The last photo of James Dean, taken just hours before his death.
James Dean, the 24-year-old actor known for his work in silver screen classics from the Golden Age of Hollywood cinema such as Rebel Without a Cause and East of Eden, was killed on September 30, 1955 when he collided with another vehicle in his silver Porsche 550 Spyder.
Dean had just finished filming Giant, during which Warner Bros. Studios had forbidden him from racing, so he was eager to get back out on the road.
He was breaking in the new car, which he had nicknamed “Little Bastard,” on the way to races in Salinas, California. Rolf Wütherich, a Porsche mechanic who was helping Dean prepare the car for the weekend sports car races, was in the passenger seat. Dean’s friend Bill Hickman, a stunt driver for Warner Bros., and photographer Sanford H. Roth were following far behind in Dean’s Ford station wagon.
Dean was pulled over and ticketed near Bakersfield for going 65 mph in a 55 mph zone, but that didn’t deter him from testing the Spyder’s limits.
Dean left Hickman and the station wagon in his dust as he headed down Route 466 (now Route 46) for Paso Robles, where they planned to meet for dinner that evening.
As Dean approached the junction of Route 46 and Route 41, a 23-year-old college student named Donald Turnupseed was turning into the intersection. He never saw the low-profile Spyder, and Dean was going too fast to stop.
Dean tried to swerve, but collided almost head on with Turnupseed’s 1950 Ford Tudor.
The impact sent Turnupseed’s heavy Ford sliding 39 feet down the highway, but the Spyder, a much lighter car, was propelled into the air. A witness reported it doing cartwheels and smashing into the ground several times.
When it finally stopped, Little Bastard was little more than a crumpled pile of aluminum and steel.
Wütherich was thrown from the wreck and survived, but Dean was not so fortunate. He was trapped in the car, his foot crushed between the clutch and break pedal, badly injured.
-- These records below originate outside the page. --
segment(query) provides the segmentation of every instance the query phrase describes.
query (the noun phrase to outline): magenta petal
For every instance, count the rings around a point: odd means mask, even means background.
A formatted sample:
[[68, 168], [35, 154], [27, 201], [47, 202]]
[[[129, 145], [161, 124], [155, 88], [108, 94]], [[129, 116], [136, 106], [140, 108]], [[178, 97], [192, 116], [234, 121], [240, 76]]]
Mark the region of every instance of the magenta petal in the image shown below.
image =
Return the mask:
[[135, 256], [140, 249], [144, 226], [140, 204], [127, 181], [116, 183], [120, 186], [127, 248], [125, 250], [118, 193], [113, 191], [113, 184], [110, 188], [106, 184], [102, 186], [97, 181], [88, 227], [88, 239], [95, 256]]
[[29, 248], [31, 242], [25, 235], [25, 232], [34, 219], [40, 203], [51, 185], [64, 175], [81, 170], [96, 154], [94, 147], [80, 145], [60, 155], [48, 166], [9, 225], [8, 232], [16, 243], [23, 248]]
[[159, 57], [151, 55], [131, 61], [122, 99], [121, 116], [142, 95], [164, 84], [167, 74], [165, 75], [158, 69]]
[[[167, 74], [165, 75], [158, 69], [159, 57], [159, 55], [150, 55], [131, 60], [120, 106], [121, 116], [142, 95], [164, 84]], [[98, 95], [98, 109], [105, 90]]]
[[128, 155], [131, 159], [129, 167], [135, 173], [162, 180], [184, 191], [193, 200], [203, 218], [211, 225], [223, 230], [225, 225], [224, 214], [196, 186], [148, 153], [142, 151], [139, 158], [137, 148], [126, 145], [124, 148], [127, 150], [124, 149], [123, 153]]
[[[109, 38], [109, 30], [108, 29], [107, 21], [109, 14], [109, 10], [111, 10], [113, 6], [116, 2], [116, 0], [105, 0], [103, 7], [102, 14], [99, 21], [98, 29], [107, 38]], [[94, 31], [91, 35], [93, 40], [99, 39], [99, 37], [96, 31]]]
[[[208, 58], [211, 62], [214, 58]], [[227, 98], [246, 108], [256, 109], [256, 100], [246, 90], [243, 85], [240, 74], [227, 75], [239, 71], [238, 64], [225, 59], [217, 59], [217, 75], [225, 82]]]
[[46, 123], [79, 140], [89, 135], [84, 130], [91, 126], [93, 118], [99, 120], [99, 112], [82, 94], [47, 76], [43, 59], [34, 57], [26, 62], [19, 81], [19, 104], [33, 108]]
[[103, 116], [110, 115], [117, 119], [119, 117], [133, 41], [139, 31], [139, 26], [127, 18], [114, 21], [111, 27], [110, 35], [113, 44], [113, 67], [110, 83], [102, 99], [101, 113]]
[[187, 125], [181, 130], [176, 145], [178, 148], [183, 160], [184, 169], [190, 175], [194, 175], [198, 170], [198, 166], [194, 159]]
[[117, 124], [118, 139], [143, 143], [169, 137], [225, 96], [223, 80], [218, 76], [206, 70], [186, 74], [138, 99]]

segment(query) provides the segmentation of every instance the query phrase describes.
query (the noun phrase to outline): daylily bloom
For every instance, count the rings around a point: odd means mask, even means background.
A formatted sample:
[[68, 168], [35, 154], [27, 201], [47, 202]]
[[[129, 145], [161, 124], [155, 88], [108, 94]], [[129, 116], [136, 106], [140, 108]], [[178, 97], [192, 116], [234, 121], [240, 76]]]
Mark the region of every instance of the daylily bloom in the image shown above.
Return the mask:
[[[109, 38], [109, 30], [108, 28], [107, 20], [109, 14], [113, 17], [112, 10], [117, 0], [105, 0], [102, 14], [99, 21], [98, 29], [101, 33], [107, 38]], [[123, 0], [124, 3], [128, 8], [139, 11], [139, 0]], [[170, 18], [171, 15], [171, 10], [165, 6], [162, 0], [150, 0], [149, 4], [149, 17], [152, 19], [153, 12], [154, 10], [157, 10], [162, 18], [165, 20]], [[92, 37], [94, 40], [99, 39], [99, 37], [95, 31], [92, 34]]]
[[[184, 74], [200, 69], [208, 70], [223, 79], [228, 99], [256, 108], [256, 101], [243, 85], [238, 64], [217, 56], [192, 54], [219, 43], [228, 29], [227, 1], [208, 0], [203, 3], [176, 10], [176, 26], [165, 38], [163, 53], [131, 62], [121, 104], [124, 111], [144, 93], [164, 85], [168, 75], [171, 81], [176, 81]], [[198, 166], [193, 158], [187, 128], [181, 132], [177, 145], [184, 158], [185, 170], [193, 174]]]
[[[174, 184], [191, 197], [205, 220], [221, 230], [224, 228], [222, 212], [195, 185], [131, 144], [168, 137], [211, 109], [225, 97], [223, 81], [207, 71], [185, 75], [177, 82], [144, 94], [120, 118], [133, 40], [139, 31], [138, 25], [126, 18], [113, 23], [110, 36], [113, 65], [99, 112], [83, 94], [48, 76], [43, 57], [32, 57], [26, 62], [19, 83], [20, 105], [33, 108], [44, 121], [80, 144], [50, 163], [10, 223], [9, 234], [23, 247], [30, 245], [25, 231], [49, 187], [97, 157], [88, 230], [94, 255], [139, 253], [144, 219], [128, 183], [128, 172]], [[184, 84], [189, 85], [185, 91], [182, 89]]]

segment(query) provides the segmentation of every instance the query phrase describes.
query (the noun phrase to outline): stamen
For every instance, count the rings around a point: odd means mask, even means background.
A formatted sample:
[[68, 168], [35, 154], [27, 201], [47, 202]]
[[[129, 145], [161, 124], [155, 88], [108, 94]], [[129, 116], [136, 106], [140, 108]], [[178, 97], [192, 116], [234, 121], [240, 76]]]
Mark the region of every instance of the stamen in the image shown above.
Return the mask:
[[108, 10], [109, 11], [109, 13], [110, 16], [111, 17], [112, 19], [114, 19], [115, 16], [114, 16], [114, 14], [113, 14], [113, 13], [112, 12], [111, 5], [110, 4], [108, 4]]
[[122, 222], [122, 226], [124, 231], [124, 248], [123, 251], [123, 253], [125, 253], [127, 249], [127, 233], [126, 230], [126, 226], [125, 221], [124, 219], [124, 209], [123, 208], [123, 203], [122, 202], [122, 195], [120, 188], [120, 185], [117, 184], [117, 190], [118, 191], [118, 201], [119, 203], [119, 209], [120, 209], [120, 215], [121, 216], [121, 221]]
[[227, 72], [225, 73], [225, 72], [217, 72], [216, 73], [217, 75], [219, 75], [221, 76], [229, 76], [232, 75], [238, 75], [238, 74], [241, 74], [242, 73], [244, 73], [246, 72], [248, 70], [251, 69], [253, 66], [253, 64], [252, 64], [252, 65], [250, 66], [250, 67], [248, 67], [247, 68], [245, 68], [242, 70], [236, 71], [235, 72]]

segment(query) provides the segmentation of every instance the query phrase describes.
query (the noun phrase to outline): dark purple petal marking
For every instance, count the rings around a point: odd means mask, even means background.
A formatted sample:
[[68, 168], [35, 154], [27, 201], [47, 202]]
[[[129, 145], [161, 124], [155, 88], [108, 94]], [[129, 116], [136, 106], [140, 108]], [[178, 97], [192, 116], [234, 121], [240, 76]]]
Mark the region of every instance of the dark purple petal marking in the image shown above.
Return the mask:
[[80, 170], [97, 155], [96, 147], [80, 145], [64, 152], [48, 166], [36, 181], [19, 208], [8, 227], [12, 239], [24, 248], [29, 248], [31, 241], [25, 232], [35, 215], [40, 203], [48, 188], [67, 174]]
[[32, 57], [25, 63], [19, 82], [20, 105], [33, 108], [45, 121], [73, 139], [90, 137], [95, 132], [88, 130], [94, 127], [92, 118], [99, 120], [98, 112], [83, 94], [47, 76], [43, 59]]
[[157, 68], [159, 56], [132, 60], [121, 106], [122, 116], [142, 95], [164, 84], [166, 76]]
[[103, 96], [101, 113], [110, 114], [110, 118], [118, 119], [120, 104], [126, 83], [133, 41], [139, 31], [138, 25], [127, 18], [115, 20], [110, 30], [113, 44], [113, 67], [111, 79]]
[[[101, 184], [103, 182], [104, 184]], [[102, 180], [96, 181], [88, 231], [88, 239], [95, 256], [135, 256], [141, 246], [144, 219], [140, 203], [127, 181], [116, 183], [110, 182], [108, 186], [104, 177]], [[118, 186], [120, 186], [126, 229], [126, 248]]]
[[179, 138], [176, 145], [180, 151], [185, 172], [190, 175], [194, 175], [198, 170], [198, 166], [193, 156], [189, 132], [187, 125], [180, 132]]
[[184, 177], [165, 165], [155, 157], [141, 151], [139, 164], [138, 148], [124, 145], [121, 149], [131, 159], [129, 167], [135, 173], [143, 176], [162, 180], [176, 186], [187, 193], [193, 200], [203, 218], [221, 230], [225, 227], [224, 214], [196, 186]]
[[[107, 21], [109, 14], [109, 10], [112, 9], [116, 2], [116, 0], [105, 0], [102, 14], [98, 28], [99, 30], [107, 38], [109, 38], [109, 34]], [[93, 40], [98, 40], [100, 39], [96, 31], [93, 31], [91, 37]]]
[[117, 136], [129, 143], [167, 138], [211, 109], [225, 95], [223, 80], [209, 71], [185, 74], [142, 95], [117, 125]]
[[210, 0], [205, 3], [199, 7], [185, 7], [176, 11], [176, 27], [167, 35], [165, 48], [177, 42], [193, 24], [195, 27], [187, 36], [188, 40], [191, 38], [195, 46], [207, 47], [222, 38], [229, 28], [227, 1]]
His neck and arms were broken, jaw fractured, and had massive internal and external injuries.
Passersby stopped to help in any way they could. A woman with nursing experience checked Dean for a pulse, found it very weak.
She said Dean’s death “appeared to have been instantaneous.”
Hickman reached the scene about 10 minutes after the collision and pried Dean from the wreck.
In The Death of James Dean, author Warren Beath wrote that Dean died in Hickman’s arms.
Wütherich and Turnupseed both survived the crash.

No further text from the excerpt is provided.